Edited by Antonella Cerchiari

Deglutology has become a true specialization in Medical Sciences. Over time, the improvement in survival rates of premature infants and children with neuromotor disabilities, the increase in life expectancy, the evolution of diagnostic techniques and greater sensitivity to the issue have impacted daily clinical practice, resulting in an exponential increase in requests for intervention on patients with feeding and swallowing disorders of all ages. Feeding and swallowing disorders are found in neonatal, infantile, adult and geriatric age and can determine problematic clinical patterns that require an integrated and comprehensive approach. 

Considering the significant impact that swallowing and feeding have on the overall patients’ health and quality of life, it is essential that healthcare professionals acquire the knowledge and skills necessary to master the evaluation and treatment of these disorders.

The academic organization has embraced the need to train experts from different fields on this science by creating specific masters with theoretical and practical training that enable learners to gain specialized knowledge and skills crucial to the management of the dysphagic patients. 

As the father of Italian Deglutology, Professor Oskar Schindler, wrote: “The speech therapist has contributed scientifically and professionally to the development of this branch”. 

The speech therapist is a healthcare and rehabilitation professional who received basic training in this area during his university studies. He plays an important role in the evaluation, rehabilitation and management of nutritional and deglutition disorders in an interdisciplinary team with other specialists in the field. Logopedic intervention in the treatment of eating and swallowing disorders is increasingly specialized, diversified and individualized, and varies not only according to age but also according to the patient’s pre-existing pathology. 

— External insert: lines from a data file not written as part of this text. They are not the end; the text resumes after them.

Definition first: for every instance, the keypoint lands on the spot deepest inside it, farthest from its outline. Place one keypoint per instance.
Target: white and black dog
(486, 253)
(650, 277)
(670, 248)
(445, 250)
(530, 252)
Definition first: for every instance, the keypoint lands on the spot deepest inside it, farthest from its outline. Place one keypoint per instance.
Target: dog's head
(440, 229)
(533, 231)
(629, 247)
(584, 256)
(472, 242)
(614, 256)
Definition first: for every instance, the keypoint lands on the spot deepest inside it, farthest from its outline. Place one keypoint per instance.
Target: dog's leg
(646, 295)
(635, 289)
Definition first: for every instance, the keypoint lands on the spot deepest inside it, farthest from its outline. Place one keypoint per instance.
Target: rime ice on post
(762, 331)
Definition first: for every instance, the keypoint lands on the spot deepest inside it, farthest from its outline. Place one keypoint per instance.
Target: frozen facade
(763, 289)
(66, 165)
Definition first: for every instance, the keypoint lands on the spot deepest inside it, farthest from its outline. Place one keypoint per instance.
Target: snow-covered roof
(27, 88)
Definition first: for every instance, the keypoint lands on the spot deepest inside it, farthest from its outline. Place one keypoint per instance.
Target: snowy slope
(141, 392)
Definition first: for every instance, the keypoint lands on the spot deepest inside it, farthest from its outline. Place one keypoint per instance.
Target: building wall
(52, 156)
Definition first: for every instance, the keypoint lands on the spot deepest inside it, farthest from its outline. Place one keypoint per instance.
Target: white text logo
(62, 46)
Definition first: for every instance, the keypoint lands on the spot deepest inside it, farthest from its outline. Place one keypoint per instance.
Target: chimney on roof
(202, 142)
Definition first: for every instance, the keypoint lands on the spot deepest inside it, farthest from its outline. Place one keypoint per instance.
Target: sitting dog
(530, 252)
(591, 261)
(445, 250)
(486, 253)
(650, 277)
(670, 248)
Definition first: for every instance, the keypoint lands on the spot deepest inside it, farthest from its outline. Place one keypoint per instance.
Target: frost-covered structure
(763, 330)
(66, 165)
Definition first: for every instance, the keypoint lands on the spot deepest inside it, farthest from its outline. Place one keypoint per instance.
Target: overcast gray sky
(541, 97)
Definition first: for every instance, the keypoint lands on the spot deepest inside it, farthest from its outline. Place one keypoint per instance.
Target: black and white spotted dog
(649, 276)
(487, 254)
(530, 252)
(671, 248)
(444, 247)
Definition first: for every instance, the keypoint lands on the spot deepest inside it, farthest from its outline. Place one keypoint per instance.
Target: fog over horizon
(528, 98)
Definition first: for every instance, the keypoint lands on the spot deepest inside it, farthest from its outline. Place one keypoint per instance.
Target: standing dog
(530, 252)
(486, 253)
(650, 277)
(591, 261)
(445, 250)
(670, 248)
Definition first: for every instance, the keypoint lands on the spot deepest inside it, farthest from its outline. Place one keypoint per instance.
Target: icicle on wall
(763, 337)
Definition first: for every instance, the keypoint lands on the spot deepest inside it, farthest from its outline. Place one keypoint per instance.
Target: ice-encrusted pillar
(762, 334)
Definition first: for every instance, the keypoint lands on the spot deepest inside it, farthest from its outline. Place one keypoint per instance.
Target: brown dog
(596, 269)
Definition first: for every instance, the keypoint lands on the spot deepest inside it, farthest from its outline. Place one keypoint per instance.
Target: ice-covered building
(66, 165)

It is also worth mentioning the didactic role of the speech therapist, both as a teacher and as a traineeship tutor in Bachelor’s and Master’s Degrees, as well as in Continuing Education Programs. The goal of speech therapy education is to promote knowledge and skills in eating and swallowing disorders by transferring not only academic concepts but also the experience of daily clinical practice. 

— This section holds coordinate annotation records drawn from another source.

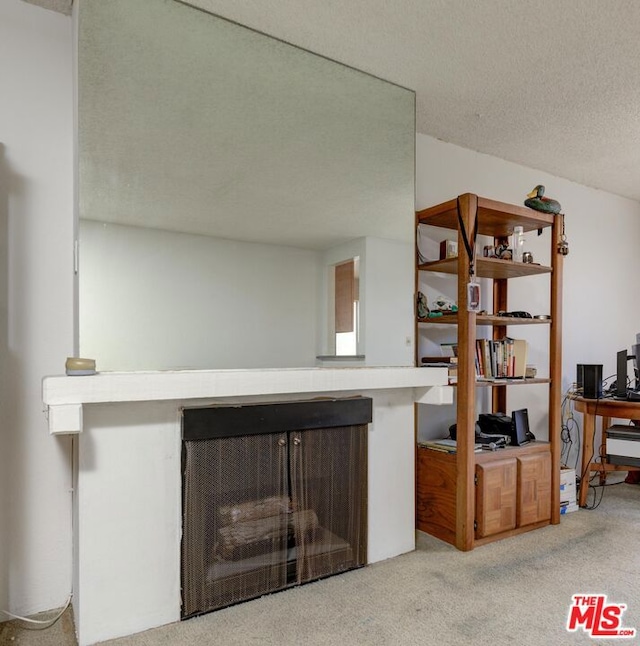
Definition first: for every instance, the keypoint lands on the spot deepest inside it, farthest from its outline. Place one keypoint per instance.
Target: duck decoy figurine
(536, 200)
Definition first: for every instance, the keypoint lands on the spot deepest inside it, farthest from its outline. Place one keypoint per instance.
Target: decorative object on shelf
(448, 249)
(563, 245)
(444, 304)
(421, 306)
(518, 243)
(504, 252)
(536, 200)
(79, 367)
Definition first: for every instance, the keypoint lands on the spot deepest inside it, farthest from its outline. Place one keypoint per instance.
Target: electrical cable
(40, 624)
(43, 624)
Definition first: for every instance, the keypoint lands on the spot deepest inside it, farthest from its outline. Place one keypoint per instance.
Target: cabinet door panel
(496, 497)
(534, 488)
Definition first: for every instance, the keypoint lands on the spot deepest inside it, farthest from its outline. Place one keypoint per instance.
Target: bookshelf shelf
(462, 498)
(484, 319)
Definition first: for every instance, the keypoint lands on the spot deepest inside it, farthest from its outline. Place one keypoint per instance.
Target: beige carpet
(516, 591)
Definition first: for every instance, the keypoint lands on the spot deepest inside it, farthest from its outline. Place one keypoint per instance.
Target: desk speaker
(589, 378)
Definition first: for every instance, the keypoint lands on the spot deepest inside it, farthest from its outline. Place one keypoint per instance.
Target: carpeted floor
(516, 591)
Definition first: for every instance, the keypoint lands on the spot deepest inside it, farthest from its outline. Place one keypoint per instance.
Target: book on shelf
(446, 445)
(500, 358)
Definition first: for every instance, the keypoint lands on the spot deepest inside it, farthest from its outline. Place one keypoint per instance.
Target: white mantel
(65, 396)
(127, 475)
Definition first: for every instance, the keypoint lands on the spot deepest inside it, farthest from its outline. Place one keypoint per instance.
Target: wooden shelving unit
(468, 498)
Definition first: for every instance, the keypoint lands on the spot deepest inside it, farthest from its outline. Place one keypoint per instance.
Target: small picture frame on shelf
(448, 249)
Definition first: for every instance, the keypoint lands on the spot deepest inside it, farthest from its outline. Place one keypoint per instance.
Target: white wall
(36, 290)
(601, 309)
(36, 302)
(388, 302)
(156, 300)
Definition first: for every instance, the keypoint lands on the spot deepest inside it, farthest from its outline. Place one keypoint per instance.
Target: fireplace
(273, 495)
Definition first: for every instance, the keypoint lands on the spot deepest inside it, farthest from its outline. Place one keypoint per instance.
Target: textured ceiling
(551, 85)
(547, 84)
(61, 6)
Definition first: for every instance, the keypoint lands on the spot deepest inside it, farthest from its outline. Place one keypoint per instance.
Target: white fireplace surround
(127, 480)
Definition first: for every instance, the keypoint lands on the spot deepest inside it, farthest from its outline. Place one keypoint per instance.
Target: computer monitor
(621, 375)
(520, 433)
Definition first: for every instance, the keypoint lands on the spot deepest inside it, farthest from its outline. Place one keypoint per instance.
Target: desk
(605, 408)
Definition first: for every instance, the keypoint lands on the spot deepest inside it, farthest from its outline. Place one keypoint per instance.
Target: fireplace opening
(273, 496)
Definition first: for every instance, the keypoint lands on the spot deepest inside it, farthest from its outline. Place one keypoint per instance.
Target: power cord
(40, 624)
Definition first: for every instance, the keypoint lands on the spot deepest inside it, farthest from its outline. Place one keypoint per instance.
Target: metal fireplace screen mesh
(265, 512)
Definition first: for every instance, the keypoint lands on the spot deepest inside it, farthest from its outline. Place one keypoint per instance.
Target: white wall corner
(65, 419)
(434, 395)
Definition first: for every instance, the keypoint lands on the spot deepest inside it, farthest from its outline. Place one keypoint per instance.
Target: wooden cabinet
(496, 497)
(469, 498)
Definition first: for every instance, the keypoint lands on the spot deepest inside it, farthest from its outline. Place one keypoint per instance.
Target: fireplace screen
(274, 495)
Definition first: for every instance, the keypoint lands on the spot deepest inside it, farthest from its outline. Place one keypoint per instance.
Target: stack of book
(501, 358)
(451, 363)
(445, 445)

When dealing with pediatric eating disorders, feeding and swallowing problems can result from a variety of structural and functional diseases that can affect both normotypic and developmentally disabled children. The treatment of this patient population is carried out by an interdisciplinary approach that takes into account medical and cardiovascular status, nutritional status, neurological function, postural stability and control, gastrointestinal function, and any anatomic disorders of the aerodigestive tract. 

The speech therapist performs evaluations of eating and swallowing activities, indicates appropriate nutrition strategies and equipment supporting the long-term feeding development with a safe and effective meal plan. In summary, the speech therapist plays a fundamental role in the evaluation and management of patients with eating and swallowing disorders. Through different assessment and treatment approaches, his expertise helps in providing guidelines for well-rounded interdisciplinary plans that support a successful oral feeding and an overall improved quality of life for the child and his family. 

A training based on both academic knowledge and fieldwork is essential for taking care of patients in an ethical, scientific, and professional way.

Antonella Cerchiari teaches “Logopedic treatment of childhood dysphagia” for the 1st level On-line Master in Deglutology and Related Disorders at UniCamillus.For about 25 years, she has been working as a speech therapist with a background in the evaluation and rehabilitation of eating and swallowing disorders in adults, but especially in infants and children. Specifically, she contributed to the growth of the health branch of deglutology in Italy, directly experiencing the constant increase in the number of patients and the correlated the need for healthcare facilities to provide a prompter and more adequate service.